1. Safety and Efficacy
The plaintiffs argue that Dr. Feagins's opinions concerning the safety and efficacy of the Advantage sling are based on an unreliable foundation because Dr. Feagins relies on data and studies about other TVT slings. BSC counters that this data is reliable because the Advantage slings contain mesh that is substantially similar to mesh used in other TVT slings.

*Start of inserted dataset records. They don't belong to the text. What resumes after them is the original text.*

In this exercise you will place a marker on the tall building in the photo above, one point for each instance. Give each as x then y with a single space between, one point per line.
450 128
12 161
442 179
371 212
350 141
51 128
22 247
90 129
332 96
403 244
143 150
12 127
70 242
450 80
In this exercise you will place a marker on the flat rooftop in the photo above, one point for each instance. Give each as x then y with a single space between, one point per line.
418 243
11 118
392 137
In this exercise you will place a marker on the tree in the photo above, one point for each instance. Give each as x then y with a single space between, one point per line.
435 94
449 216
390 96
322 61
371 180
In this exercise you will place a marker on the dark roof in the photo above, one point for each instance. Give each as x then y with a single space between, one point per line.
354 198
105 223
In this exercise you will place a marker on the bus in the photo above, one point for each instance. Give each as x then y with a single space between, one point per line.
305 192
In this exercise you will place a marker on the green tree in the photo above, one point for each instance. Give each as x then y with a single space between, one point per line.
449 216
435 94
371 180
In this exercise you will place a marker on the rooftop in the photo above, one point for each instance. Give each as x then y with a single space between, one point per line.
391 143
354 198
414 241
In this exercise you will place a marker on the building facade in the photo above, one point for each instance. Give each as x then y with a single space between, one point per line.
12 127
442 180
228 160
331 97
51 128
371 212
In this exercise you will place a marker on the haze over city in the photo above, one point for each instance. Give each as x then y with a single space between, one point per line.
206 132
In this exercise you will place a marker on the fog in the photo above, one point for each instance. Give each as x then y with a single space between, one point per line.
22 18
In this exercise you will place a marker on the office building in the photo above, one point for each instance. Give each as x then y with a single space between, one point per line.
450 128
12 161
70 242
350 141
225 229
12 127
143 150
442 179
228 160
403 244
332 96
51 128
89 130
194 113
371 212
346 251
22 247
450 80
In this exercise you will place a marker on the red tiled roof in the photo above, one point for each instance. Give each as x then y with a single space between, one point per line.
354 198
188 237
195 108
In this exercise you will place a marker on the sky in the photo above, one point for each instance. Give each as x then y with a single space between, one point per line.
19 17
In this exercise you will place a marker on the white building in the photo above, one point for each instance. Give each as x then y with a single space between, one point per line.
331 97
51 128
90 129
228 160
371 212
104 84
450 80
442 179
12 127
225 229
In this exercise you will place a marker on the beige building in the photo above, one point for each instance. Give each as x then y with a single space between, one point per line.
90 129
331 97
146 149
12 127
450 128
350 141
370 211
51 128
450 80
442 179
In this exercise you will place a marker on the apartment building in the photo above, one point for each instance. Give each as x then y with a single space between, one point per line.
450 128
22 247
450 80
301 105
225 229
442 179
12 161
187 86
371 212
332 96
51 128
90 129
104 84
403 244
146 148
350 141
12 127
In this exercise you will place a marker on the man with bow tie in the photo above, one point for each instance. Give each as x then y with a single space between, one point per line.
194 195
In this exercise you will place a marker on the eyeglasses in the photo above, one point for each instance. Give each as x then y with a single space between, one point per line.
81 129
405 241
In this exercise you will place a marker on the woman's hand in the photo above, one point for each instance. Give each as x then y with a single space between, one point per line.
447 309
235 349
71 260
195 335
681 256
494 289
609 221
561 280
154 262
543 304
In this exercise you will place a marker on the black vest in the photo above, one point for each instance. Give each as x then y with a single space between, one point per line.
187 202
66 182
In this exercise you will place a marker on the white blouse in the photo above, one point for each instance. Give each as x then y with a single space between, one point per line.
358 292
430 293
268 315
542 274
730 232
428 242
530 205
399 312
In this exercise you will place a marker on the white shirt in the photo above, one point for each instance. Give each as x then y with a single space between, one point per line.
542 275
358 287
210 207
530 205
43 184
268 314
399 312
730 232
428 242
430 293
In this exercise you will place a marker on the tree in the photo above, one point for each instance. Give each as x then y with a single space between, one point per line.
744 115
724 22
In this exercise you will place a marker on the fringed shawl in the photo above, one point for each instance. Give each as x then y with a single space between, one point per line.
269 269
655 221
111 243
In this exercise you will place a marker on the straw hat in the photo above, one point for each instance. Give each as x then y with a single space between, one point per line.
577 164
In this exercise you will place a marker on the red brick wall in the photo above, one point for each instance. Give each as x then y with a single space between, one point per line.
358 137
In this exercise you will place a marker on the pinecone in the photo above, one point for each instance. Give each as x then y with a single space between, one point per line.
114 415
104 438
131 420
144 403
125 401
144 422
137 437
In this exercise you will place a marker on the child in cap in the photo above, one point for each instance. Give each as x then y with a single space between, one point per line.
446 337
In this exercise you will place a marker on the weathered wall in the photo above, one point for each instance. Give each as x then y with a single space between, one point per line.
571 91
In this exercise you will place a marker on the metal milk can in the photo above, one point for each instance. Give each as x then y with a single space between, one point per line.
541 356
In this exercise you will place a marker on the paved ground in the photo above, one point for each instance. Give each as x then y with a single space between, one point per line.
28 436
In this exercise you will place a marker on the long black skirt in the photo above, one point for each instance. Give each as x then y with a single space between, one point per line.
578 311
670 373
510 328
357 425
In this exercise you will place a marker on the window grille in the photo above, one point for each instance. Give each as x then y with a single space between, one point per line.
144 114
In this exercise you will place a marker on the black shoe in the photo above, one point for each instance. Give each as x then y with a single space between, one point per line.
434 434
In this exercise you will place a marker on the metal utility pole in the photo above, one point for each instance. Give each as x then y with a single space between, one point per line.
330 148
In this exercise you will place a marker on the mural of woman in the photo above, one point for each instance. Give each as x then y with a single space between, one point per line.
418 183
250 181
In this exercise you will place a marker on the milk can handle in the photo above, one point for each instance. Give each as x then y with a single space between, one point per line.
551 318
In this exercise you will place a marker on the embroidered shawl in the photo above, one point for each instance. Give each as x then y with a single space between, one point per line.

I find there is a "valid scientific connection" between data and studies about other mid-urethral polypropylene slings and the Advantage sling. See, e.g., Mathison v. Bos. Sci. Corp., No. 2:13-cv-05851, 2015 WL 2124991, at *19 (S.D. W. Va. May 6, 2015) (allowing studies about SUI products to be admitted in the expert testimony regarding a different SUI product). Accordingly, the plaintiffs' motion on this point is DENIED.
2. Mesh Product's Directions for Use ("DFU")
Next, the plaintiffs argue that Dr. Feagins is not qualified to render expert opinions on the adequacy of the Advantage Fit's DFU because Dr. Feagins has no knowledge of the regulatory or industry requirements of a medical device's DFU. BSC argues that Dr. Feagins does not need to be a "warnings expert" to testify that the DFU is adequate.
Without additional expertise in the specific area of product warnings, however, a urologist, like Dr. Feagins, is not qualified to opine on the adequacy of the DFU merely based on risks he observed in his own practice. Frankum v. Bos. Sci. Corp., No. 2:12-cv-904, 2015 WL 1976952, at *34 (S.D. W. Va. May 1, 2015). Accordingly, Dr. Feagins's opinions about the Advantage DFU are EXCLUDED.
1. Mesh Degradation, Shrinkage, and Contraction
First, the plaintiffs challenge Dr. Feagins's qualification to opine on the physical properties of mesh because he is not an expert in biomedical engineering and has not studied chemical polymers. However, his extensive clinical experience surgically treating pelvic floor disorders with mesh, as well as his review of the medical and scientific literature adequately qualify him to opine on polypropylene. Accordingly, the plaintiffs' motion as to Dr. Feagins's qualifications is DENIED.
Next, the plaintiffs challenge the reliability of Dr. Feagins's opinion on the physical properties of mesh. Dr. Feagins claims he based this opinion on his clinical experience, during which he did not observe evidence of such mesh properties, and upon review of medical and scientific literature.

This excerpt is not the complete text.